Yet the
public suspicions settled upon a different quarter; and a very memorable
scene must have pointed his own in the same direction, supposing that he
had previously been blind to his danger. On a day of great solemnity, when
Rome had assembled her myriads in the amphitheatre, just at the very
moment when the nobles, the magistrates, the priests, all, in short, that
was venerable or consecrated in the State, with the Imperator in their
centre, had taken their seats, and were waiting for the opening of the
shows, a stranger, in the robe of a philosopher, bearing a staff in his
hand, (which also was the professional ensign [Footnote: See Casaubon's
notes upon Theophrastus.] of a philosopher,) stepped forward, and, by the
waving of his hand, challenged the attention of Commodus.

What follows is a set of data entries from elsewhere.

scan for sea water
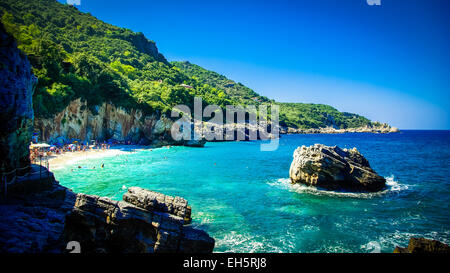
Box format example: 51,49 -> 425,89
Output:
53,131 -> 450,252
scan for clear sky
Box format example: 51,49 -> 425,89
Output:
60,0 -> 450,129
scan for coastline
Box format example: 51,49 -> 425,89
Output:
48,145 -> 146,170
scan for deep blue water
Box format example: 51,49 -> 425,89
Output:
54,131 -> 450,252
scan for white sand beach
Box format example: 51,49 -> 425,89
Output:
48,145 -> 146,171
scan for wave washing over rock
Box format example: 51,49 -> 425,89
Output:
267,175 -> 409,198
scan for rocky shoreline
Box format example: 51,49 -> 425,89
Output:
289,144 -> 386,192
0,165 -> 215,253
280,123 -> 400,135
0,24 -> 215,253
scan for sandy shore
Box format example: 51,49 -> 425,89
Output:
48,146 -> 145,170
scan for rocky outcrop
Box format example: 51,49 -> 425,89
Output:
394,238 -> 450,254
280,123 -> 400,134
289,144 -> 386,192
0,166 -> 214,253
0,24 -> 214,253
0,24 -> 37,173
35,99 -> 165,144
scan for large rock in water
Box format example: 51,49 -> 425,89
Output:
289,144 -> 386,192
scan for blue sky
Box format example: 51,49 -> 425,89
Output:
65,0 -> 450,129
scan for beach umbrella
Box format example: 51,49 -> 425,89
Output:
30,143 -> 50,148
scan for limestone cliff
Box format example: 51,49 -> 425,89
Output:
0,24 -> 37,172
0,24 -> 214,253
35,99 -> 163,144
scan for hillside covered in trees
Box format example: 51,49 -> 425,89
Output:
0,0 -> 372,129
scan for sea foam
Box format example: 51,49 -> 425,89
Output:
267,175 -> 408,198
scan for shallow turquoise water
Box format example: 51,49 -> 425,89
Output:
54,131 -> 450,252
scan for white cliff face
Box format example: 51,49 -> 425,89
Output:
35,99 -> 172,144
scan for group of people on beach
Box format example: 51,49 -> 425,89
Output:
30,143 -> 111,162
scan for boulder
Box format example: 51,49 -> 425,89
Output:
289,144 -> 386,192
394,238 -> 450,253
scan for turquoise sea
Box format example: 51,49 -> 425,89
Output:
54,131 -> 450,252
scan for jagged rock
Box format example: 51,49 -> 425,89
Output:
280,123 -> 400,134
0,23 -> 37,173
123,187 -> 192,223
394,238 -> 450,253
289,144 -> 386,192
0,170 -> 215,253
0,24 -> 214,253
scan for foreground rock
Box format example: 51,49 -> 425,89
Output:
0,23 -> 37,173
0,23 -> 214,253
0,166 -> 215,253
394,238 -> 450,253
289,144 -> 386,192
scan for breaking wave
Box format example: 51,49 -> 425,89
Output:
267,175 -> 409,199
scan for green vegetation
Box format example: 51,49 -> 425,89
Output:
0,0 -> 370,128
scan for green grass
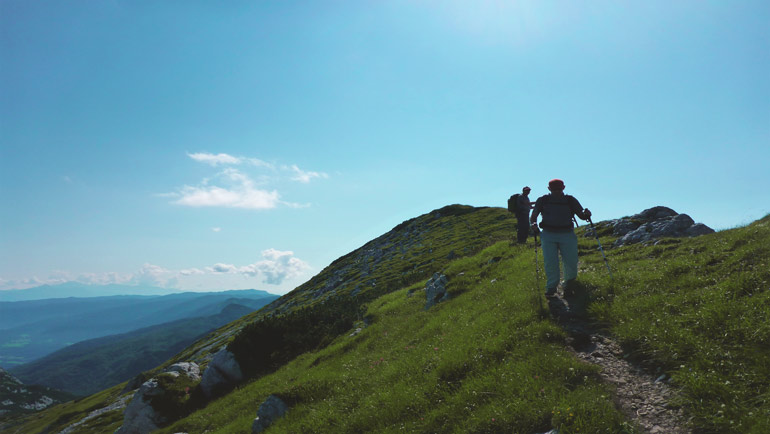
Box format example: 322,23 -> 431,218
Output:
162,241 -> 633,433
3,385 -> 123,434
13,207 -> 770,434
584,216 -> 770,433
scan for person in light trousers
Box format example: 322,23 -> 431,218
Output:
530,179 -> 591,297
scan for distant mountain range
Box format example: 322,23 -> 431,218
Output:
0,368 -> 73,418
0,289 -> 278,369
0,282 -> 183,301
11,298 -> 256,396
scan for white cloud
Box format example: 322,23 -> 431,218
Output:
174,169 -> 280,209
284,164 -> 329,184
128,264 -> 177,287
206,263 -> 236,273
179,267 -> 206,276
187,152 -> 274,169
238,249 -> 310,285
187,152 -> 241,166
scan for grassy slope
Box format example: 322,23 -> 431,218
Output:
581,216 -> 770,433
9,209 -> 770,433
163,241 -> 630,433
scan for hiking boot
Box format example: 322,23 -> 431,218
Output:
564,279 -> 578,297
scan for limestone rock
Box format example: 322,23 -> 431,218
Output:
166,362 -> 201,381
115,379 -> 166,434
251,395 -> 289,433
200,348 -> 243,399
425,273 -> 449,310
611,206 -> 714,246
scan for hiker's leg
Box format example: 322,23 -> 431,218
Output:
540,231 -> 559,289
516,214 -> 529,243
559,232 -> 577,282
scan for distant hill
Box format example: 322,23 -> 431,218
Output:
11,299 -> 259,396
13,206 -> 770,434
0,368 -> 73,420
0,282 -> 182,301
0,289 -> 278,369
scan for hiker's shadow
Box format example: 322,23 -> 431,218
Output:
548,288 -> 589,321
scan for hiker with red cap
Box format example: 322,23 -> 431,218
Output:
530,179 -> 591,297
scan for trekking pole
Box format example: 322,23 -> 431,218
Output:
532,228 -> 545,315
588,217 -> 612,279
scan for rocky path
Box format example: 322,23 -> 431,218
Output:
548,294 -> 692,434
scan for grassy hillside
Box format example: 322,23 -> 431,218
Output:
7,206 -> 770,434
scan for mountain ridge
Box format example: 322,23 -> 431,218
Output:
7,206 -> 770,433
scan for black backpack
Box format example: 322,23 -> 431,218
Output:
508,193 -> 521,213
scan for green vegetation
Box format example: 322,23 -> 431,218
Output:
162,241 -> 633,433
9,206 -> 770,434
581,216 -> 770,433
0,386 -> 123,434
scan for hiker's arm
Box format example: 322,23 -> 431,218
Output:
529,199 -> 543,225
575,208 -> 591,221
572,199 -> 591,221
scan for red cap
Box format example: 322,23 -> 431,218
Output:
548,178 -> 564,190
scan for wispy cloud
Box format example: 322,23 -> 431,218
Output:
187,152 -> 273,168
164,152 -> 329,212
173,168 -> 280,209
187,152 -> 241,166
0,248 -> 310,289
284,164 -> 329,184
206,249 -> 310,285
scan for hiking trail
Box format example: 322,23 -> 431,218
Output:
548,289 -> 692,434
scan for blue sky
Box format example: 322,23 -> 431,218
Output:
0,0 -> 770,293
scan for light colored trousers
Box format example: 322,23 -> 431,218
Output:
540,229 -> 577,289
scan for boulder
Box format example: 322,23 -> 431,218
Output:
251,395 -> 289,433
612,206 -> 714,247
425,273 -> 449,310
115,379 -> 166,434
166,362 -> 201,381
115,362 -> 201,434
200,348 -> 243,399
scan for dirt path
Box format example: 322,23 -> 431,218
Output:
548,294 -> 692,434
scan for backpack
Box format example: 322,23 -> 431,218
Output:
508,193 -> 521,213
540,194 -> 575,229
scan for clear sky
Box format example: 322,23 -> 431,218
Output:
0,0 -> 770,293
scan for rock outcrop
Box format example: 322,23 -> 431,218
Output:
115,362 -> 201,434
251,395 -> 289,433
115,378 -> 166,434
586,206 -> 714,247
200,349 -> 244,399
425,273 -> 449,310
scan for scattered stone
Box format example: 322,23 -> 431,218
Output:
608,206 -> 714,247
115,378 -> 166,434
548,297 -> 691,434
200,348 -> 243,399
251,395 -> 289,433
166,362 -> 201,381
425,273 -> 449,310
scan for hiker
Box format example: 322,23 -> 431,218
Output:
530,179 -> 591,297
516,187 -> 535,244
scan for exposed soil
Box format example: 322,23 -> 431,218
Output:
548,291 -> 692,434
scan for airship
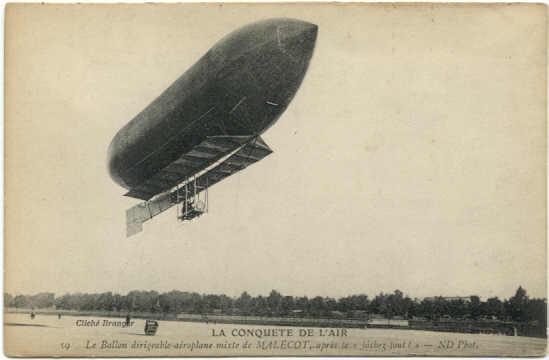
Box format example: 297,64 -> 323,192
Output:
107,18 -> 318,236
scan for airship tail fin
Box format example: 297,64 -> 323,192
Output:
126,136 -> 273,237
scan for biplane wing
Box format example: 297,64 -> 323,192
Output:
126,136 -> 272,236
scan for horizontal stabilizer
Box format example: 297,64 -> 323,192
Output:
126,137 -> 272,236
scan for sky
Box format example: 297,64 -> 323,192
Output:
5,4 -> 546,298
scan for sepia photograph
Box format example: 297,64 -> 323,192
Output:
3,2 -> 548,357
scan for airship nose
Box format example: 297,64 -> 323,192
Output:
276,20 -> 318,62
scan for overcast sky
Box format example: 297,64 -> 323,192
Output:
5,5 -> 546,297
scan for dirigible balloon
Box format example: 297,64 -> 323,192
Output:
108,19 -> 317,236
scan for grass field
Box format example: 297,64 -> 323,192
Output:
4,314 -> 546,356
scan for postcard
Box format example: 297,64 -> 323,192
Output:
4,3 -> 547,357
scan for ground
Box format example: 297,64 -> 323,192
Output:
4,314 -> 546,356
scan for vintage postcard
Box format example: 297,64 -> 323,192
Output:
3,3 -> 547,357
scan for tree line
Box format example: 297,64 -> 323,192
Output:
4,287 -> 547,325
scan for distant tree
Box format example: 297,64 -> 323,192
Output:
469,295 -> 482,319
505,286 -> 528,321
267,290 -> 282,315
4,292 -> 13,307
483,297 -> 505,319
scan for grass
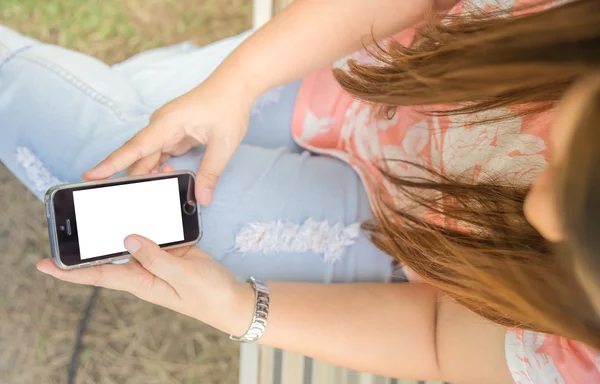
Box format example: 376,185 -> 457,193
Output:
0,0 -> 252,63
0,0 -> 251,384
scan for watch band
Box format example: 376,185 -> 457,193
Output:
229,277 -> 271,343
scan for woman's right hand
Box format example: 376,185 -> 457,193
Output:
83,78 -> 257,206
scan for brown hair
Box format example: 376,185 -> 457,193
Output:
558,79 -> 600,285
335,0 -> 600,349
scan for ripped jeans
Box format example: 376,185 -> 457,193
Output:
0,25 -> 393,282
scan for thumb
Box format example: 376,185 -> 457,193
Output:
123,235 -> 184,282
196,137 -> 239,206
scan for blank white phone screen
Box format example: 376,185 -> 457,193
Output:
73,178 -> 184,260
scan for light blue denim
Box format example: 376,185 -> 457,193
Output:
0,25 -> 393,282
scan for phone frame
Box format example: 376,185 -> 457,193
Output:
44,171 -> 203,270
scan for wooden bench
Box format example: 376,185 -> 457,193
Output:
239,0 -> 450,384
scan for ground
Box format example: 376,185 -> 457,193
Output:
0,0 -> 252,384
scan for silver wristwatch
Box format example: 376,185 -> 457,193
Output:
229,277 -> 271,343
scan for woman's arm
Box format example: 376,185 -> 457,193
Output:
232,283 -> 512,384
213,0 -> 456,95
38,240 -> 511,384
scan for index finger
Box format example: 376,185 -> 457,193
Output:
83,123 -> 165,180
37,259 -> 175,304
196,137 -> 239,206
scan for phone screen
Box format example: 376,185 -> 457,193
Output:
73,177 -> 184,260
46,171 -> 202,268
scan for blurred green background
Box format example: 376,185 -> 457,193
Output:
0,0 -> 252,384
0,0 -> 252,63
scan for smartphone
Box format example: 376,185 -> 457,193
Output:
44,172 -> 202,269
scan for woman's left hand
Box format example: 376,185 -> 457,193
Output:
37,235 -> 255,336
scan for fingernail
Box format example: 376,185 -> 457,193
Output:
123,237 -> 142,254
200,188 -> 212,206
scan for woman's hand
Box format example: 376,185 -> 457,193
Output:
83,77 -> 257,206
37,235 -> 255,336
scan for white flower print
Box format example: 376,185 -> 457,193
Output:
432,110 -> 546,185
300,109 -> 335,143
505,331 -> 565,384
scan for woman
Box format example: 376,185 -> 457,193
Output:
0,0 -> 600,383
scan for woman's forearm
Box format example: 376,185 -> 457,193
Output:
227,283 -> 439,379
209,0 -> 433,93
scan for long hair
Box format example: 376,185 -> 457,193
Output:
334,0 -> 600,349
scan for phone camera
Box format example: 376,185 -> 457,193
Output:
183,201 -> 196,216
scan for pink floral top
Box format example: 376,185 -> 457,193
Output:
292,0 -> 600,384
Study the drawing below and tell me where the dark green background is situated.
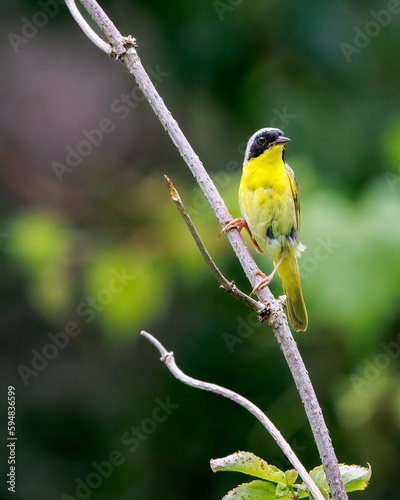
[0,0,400,500]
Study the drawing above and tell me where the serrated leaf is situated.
[222,480,291,500]
[275,483,289,498]
[285,469,299,486]
[210,451,286,483]
[310,464,372,492]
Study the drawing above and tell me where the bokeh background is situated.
[0,0,400,500]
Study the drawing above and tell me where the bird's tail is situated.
[274,255,308,332]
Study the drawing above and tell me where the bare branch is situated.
[67,0,347,500]
[140,331,324,500]
[65,0,112,55]
[164,175,269,320]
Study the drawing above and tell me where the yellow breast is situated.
[239,146,296,261]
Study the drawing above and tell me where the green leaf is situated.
[285,469,299,486]
[222,480,291,500]
[310,464,372,492]
[339,464,372,492]
[210,451,286,483]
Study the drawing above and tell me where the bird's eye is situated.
[257,135,267,146]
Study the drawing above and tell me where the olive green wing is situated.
[285,163,300,232]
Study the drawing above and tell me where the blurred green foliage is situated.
[0,0,400,500]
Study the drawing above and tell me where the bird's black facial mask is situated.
[245,128,287,163]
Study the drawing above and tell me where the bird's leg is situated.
[218,217,250,238]
[250,254,285,295]
[218,217,262,252]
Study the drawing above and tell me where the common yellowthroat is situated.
[222,127,308,331]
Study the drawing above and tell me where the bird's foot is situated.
[250,271,275,295]
[218,217,248,238]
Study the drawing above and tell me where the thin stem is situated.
[140,331,324,500]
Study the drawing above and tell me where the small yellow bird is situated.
[222,127,308,331]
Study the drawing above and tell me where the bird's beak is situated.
[271,137,290,146]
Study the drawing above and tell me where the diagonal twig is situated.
[164,175,269,321]
[140,331,324,500]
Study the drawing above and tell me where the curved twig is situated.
[140,331,324,500]
[68,0,347,500]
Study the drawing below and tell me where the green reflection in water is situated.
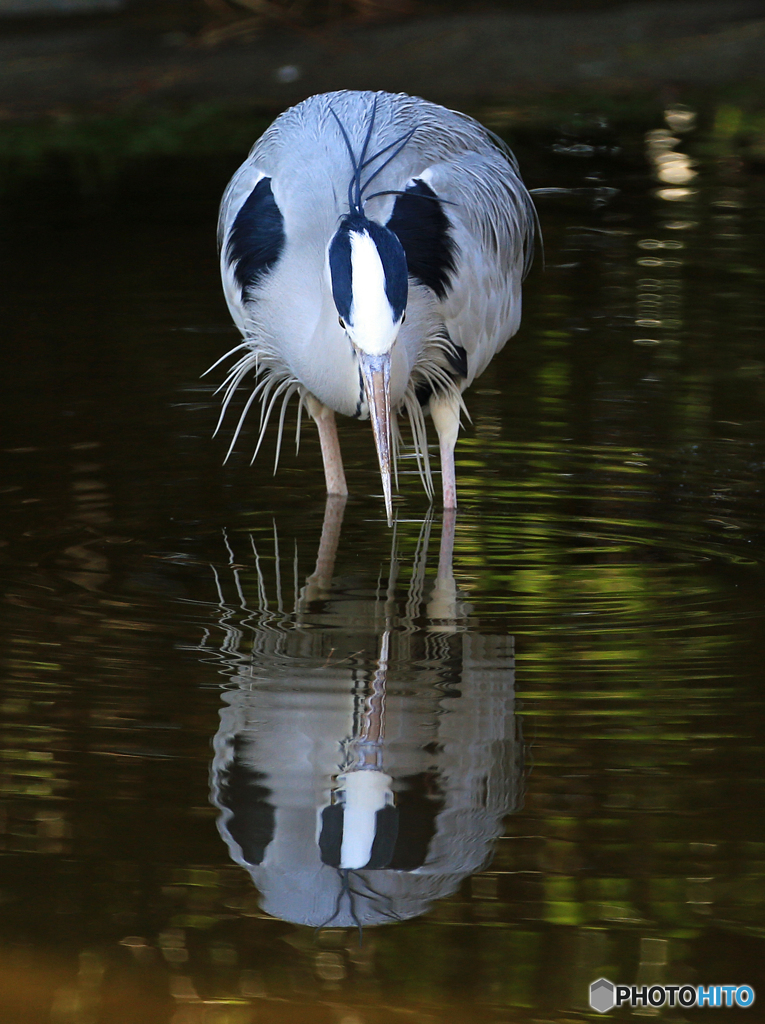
[0,99,765,1024]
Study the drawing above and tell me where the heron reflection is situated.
[206,498,522,928]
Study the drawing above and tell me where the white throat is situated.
[348,231,399,355]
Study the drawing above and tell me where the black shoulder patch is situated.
[226,178,285,301]
[387,178,455,299]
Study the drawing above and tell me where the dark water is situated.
[0,111,765,1024]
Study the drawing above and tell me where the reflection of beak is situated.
[358,352,393,525]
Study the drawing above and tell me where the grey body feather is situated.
[218,91,537,489]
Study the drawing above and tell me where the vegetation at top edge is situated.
[0,103,271,191]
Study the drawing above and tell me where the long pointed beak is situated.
[358,352,393,526]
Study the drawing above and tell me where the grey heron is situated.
[211,91,537,522]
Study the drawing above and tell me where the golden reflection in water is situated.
[203,498,522,934]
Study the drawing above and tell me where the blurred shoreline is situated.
[0,0,765,122]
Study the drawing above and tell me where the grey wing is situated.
[418,150,537,384]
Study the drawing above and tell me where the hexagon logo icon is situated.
[590,978,617,1014]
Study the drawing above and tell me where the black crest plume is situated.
[330,96,417,216]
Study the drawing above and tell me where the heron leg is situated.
[430,395,460,509]
[305,394,348,495]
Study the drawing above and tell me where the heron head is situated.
[329,212,409,521]
[329,212,409,355]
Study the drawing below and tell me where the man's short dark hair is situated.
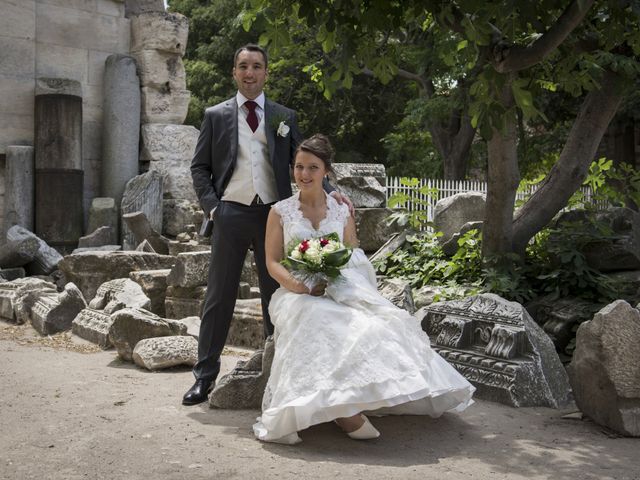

Deep silence
ensued: upon which, in a few words, ominous to the ear as the handwriting
on the wall to the eye of Belshazzar, the stranger unfolded to Commodus
the instant peril which menaced both his life and his throne, from his
great servant Perennius. What personal purpose of benefit to himself this
stranger might have connected with his public warning, or by whom he might
have been suborned, was never discovered; for he was instantly arrested by
the agents of the great officer whom he had denounced, dragged away to
punishment, and put to a cruel death.